朵朵爬了起来,“父皇,我好像什么都没干呀!”
“殿下运筹帷幄,决胜千里!”
“殿下神机妙算,有如诸葛孔明,安居平五路!”
“搞错了吧!”朵朵根本想不起来有这事。
“您举荐的曹玮打了大胜仗!”
“赏他就是了呀!”
“他也要赏,您更得赏!”
“那就把赏我的那些金银财宝全都赏给他吧!”
“老臣替犬子谢过殿下!”曹琳出班谢恩!
“有功得赏,赏得及时。有过就罚,罚在当下。

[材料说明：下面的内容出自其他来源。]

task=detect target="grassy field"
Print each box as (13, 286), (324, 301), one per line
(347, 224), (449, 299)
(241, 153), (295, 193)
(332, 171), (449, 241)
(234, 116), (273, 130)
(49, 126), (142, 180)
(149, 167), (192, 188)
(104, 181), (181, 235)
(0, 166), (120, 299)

无论高低贵贱!”
“臣等谨记殿下教诲!”
皇帝高高在上,反倒觉得自己没话说了,只感到非常欣慰。
太子喝着酒,醉得烂熏熏的,皇后黑着脸坐在一旁,“你喝酒就能解决问题吗?”
“哼!起码一醉解千愁,什么都不用想了!”
“是呀!你已经是太子了,还有什么要想的!你就在这儿乖乖坐着等着别人将皇帝的帽子扣你头上吧!”
“皇帝有什么好当的,我还不在乎呢!”
“你不在乎!那你在这儿灌什么马尿?”
“我听说秦王府就在艮岳边上,与我的东宫只隔了一道宫墙,今后搬家就容易了,翻过来就是!”
“你给我住嘴!你就太子,你就是将来的皇帝,他只不过是小野种,你是从本皇后的肚子里出来的,你只有当皇帝的命!”

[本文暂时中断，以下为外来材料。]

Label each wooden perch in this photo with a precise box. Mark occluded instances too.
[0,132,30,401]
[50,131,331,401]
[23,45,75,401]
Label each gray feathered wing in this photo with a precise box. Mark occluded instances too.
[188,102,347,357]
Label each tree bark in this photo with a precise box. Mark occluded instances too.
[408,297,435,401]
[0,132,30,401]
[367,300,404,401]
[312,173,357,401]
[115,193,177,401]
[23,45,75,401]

“父皇趁着我的腿砸伤了,一个劲儿加官进爵,恨不能再立一个太子,他偏心!”
“你若是个争气的,他怎么可以两个眼珠子都瞅着他!看你现在的模样,如果让你父皇看到,你应该知道会是什么后果!”
“他反正从来看不起我,我又何必在他面前装得忠臣孝子一样,即欺骗了他,又苦了我!”
皇后一把将酒杯打落,恨不能扇他两巴掌,“你这个时候若退步了,你就等着住冷宫吧!别以为没了你就天下大乱!”
“母后是不是也以为儿臣无可救药,想改换门庭啊!”
“啪!”皇后再也忍不住了,“你是我亲生儿子,长这么大了从来没打过你,现在也让你尝尝伤心是什么滋味!”她怒气冲冲地指着那些太监宫女,“如果再让他喝到一滴酒,你们全都得去死!”说罢,气呼呼地走了。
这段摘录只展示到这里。